しかし、金銭的なことだけでなく、現実はそんな幸福なモラトリアムをいつまでも許してくれるはずはなく、理想に幻滅した革命家がネクタイをしめるのと同じように、僕も自分で音楽をつくることから、だんだんと遠ざかっていった。
それから随分と長い時間が過ぎ、今では、毎日仕事で使っているMacBookProやiPad Pro上で動作するソフトウェアシンセサイザーやエフェクター、シーケンサー、DAWは豊富にあり、何台ものシンセサイザーを置く場所を気にする必要もない。iPadProとMIDIキーボードがあれば、40年前と比べてはるかに少ないコストで、いつでも音楽が作れる環境を整えることができる。それならもう一度やってみようと。

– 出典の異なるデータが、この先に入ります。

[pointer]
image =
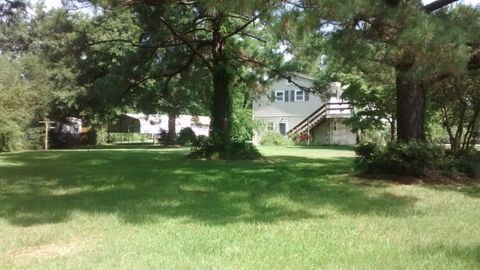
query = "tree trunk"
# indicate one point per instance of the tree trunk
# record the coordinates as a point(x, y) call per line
point(411, 101)
point(172, 133)
point(393, 129)
point(220, 129)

それで、いくつかのシンセサイザーやMIDI音源、DAWをM2 iPadPro上に導入して、YouTubeにあるチュートリアルを見ながらソフトの使い方を勉強してできたのがこの作品。
曲のタイトルの「Terminal Beach(終着の浜辺」はJ.G.バラードの小説のタイトルでもあるが、後から付けたもので別に小説を意識したのではない。波の音のサンプリングデータがあったので、それを繰り返し聴きながら音を重ねていて、2/3は演奏をループ状に録音した素材を使い、1/3は手弾きのインプロビゼーションになっている。

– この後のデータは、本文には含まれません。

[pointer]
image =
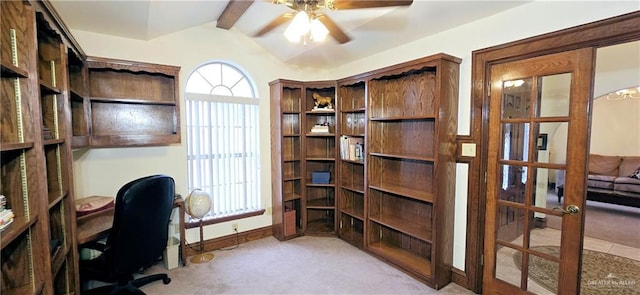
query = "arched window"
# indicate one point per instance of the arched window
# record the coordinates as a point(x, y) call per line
point(222, 138)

すごくゆっくりで変化しない音楽を演りたかった。耳が覚えている音楽が影響して、初期のラ モンテ ヤング、テリーライリー風なところが多々ある。
1人だけどユニット名が必要なので「Ear has No Lid(耳に蓋はない)」とした。これは、パスカル キニャールの「音楽への憎しみ」という本に出てくる言葉。
見たくないものがあれば、目はまぶたを閉じれば見ないことができるが、聞きたくなくとも、耳にはまぶたはないのでそれはできない。その意味で、耳や危険を察知する器官であるが、同時に脆弱な器官でもある。
ソフトの使い方もなんとなくつかめてきたので、自分で音楽を作ることは、続けていきたい。